The only way to know what your house is basically worth is by knowing what all the other comparable properties or “comps” in your neighborhood have sold for. Contrary to what our parents taught us growing up, this is one of those cases where our true value doesn’t come from within, it’s actually based on those around us.
When analyzing comps, here are a few of the major factors that count:
- Condition. Fixer-upper, tear-down, completely updated, pristine – the condition of your house can be a deal-maker or deal-breaker.
- Lot Size. Is there room for the buyer to add on to the house or plant a sprawling rose garden in the backyard? The exact acreage of your lot size is connected to price. When you compare your home to others, examine those with lots within .05 acres of your own.
- Amenities. Obviously, the more amenities you have, such as a pool, spa, walk-in closets, gourmet kitchen, the higher the price.

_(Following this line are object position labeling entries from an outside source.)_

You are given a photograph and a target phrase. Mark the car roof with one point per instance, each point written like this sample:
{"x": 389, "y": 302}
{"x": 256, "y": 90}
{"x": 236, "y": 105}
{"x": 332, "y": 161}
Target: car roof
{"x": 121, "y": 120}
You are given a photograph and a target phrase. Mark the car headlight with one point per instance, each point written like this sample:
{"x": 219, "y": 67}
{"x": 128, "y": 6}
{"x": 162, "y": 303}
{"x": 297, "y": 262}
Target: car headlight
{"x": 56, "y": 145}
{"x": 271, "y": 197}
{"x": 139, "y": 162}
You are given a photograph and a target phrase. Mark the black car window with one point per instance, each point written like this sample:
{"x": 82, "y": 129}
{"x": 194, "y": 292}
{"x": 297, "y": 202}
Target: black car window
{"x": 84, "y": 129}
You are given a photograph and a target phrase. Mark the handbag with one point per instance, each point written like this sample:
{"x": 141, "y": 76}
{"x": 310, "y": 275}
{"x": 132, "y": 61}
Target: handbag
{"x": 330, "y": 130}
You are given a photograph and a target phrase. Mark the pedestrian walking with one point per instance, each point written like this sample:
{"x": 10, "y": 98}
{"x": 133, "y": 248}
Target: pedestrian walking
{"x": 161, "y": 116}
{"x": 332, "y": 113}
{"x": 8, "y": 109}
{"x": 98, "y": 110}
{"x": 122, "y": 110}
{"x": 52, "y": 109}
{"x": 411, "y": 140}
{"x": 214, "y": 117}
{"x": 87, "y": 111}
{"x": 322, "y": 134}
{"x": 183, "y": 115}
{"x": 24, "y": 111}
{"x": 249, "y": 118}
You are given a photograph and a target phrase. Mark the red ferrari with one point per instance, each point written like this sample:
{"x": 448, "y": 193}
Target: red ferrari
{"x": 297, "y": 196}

- Bedrooms & Bathrooms. How many bedrooms and baths – as well as where they are placed- can radically change the price of a home. Like square footage, families often shop for homes based on these numbers.

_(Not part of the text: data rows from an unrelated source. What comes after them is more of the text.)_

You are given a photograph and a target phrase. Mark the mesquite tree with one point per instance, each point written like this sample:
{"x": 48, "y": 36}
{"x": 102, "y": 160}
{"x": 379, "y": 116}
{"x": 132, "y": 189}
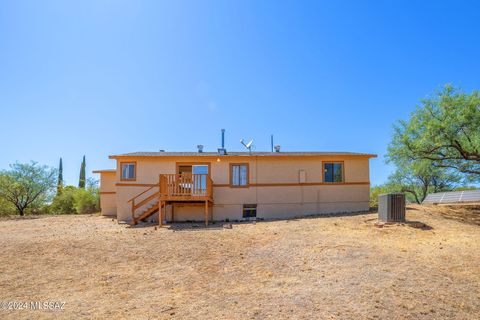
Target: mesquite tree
{"x": 82, "y": 179}
{"x": 27, "y": 185}
{"x": 445, "y": 130}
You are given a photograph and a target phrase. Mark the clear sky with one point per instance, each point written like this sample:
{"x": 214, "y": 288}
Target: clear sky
{"x": 104, "y": 77}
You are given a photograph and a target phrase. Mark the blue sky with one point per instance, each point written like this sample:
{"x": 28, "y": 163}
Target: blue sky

- Age & Condition. Age and condition of the home: Do you live in a Victorian originally built in 191? Or is your house relatively new, circa 1997? Of course, older houses don’t necessarily command cheaper prices or vice versa, but you should try to compare like to like.

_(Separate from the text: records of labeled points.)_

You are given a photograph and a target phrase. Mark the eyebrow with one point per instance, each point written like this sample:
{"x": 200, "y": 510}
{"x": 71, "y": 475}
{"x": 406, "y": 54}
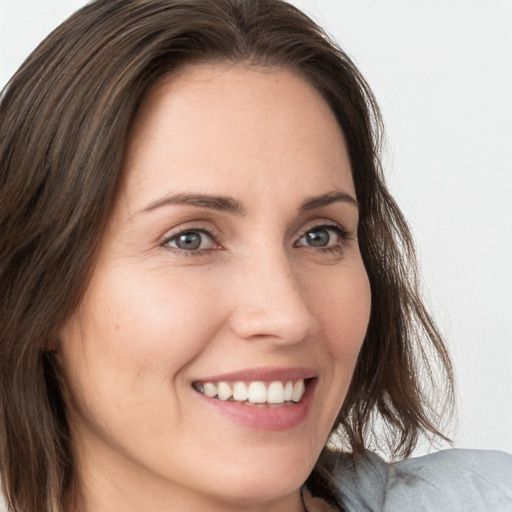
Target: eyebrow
{"x": 219, "y": 203}
{"x": 231, "y": 205}
{"x": 327, "y": 199}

- Square Footage. This is significant for most buyers. Some buyers will hunt for homes based on square footage alone. When it comes to pricing, bigger means bigger price.
- Location. This refers not only to your state, city and neighborhood but also other important factors. Is your home mid-block, in a cup-de-sac, or on a corner lot? Does it face a freeway or busy intersection? Does it have a view? Does the noise from nearby tunnel right into your bedroom or does it sit on the bank of a tranquil lake? The same home located in a different area can yield a very different price.